- Theatrical release poster
- Directed by: Amar Hundal
- Written by: Gippy Grewal Nasir Zaman
- Produced by: Gippy Grewal Siddharth Anand Kumar Vikram Mehra.
- Starring: Gippy Grewal Prince Kanwaljit Singh Jasmin Bhasin
- Cinematography: Baljit Singh Deo
- Edited by: Gurjeet Hundal
- Music by: Mad Mix Avvy Sra
- Production company: Humble Motion Pictures
- Release date: 2 February 2024;
- Country: India
- Language: Punjabi
- Box office: ₹15.25 crore

= Warning 2 =

Indian action drama film

Warning 2 is a 2024 Indian Punjabi-language action drama film directed by Amar Hundal, written by Gippy Grewal and Nasir Zaman. The film is produced by Gippy Grewal, Siddharth Anand Kumar, and Vikram Mehra. The film stars Gippy Grewal, Prince Kanwaljit Singh, Jasmin Bhasin and Dheeraj Kumar. The film was released on 2 February 2024.

== Plot ==
In the present, Geja (Gippy Grewal) is serving time in prison after failing to assassinate his rival Pamma (Prince Kanwaljit Singh), who is lodged in the same jail under heavy security. Still determined to kill Pamma, Geja becomes entangled in a volatile ecosystem of inmates that includes gangs led by Gela, Bhamakad and Zora, each with their own vendettas and shifting loyalties. The predator–prey dynamic between Geja and Pamma intensifies as both men navigate betrayals, covert attacks and uneasy alliances behind bars.

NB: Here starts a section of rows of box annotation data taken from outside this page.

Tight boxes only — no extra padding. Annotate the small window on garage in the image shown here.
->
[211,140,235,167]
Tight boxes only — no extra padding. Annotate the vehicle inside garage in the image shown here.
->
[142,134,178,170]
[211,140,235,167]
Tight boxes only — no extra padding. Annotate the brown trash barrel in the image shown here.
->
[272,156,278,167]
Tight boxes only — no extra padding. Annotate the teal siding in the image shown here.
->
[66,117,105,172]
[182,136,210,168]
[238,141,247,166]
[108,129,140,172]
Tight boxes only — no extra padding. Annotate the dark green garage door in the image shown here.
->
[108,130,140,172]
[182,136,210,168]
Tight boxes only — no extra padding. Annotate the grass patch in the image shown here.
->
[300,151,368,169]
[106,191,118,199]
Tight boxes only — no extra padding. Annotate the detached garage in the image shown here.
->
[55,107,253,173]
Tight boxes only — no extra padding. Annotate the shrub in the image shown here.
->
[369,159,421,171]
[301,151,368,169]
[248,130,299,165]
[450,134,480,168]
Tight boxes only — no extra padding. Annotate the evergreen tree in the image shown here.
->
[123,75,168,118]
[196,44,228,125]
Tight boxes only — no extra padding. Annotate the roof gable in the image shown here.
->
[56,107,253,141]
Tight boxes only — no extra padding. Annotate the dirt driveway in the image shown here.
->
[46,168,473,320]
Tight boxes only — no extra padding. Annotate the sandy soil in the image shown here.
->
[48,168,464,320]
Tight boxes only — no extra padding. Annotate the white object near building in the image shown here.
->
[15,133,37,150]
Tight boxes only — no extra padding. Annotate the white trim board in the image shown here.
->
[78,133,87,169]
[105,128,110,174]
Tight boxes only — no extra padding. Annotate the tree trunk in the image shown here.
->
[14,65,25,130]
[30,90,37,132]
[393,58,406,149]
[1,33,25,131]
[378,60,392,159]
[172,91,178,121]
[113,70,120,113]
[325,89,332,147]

The situation escalates when a ruthless police officer, Ranjit Singh (Rahul Dev), decides to transfer the most dangerous prisoners, including Geja and Pamma, to another facility in Rajasthan, using the move to assert control and settle old scores. As the convoy journey unfolds, rival criminals and hidden enemies exploit the transfer to strike, turning the route into a battleground where multiple factions attempt to eliminate Geja and Pamma. The events of the transfer force long-standing grudges and dark secrets from Geja’s past to the surface, pushing all involved deeper into a cycle of violence, revenge and moral compromise.

== Cast ==
- Gippy Grewal as Geja
- Kanchan sangha as Geja sister
- Prince Kanwaljit Singh as Pamma
- Jasmin Bhasin as Ronak
- Jaggi Singh as Rana
- Dheeraj Kumar as Keepa
- Rahul Dev as Inspector Ranjit Singh
- Hobby Dhaliwal as Gurdyal Singh (Ronak's father)
- Rupinder Rupi as Ronak's mother
- Sardar Sohi as Geja's father
- Raj Singh Jhinjar as Gella
- Raghveer Boli as Setti

==Release==
The film was released worldwide in cinemas on 2 February 2024.

== Reception ==
Sukhpreet Kahlon, for The Indian Express, found, "Despite some intriguing elements, Gippy Grewal starrer Warning 2 is a sequel that fails to do more than take forward a needlessly complicated circle of revenge." In a review for The Times of India, Archika Khurana described the film as "a far-fetched continuation of the narrative packed with electrifying action scenes."

== Sequel ==
A month after the release, the production company announced a third instalment.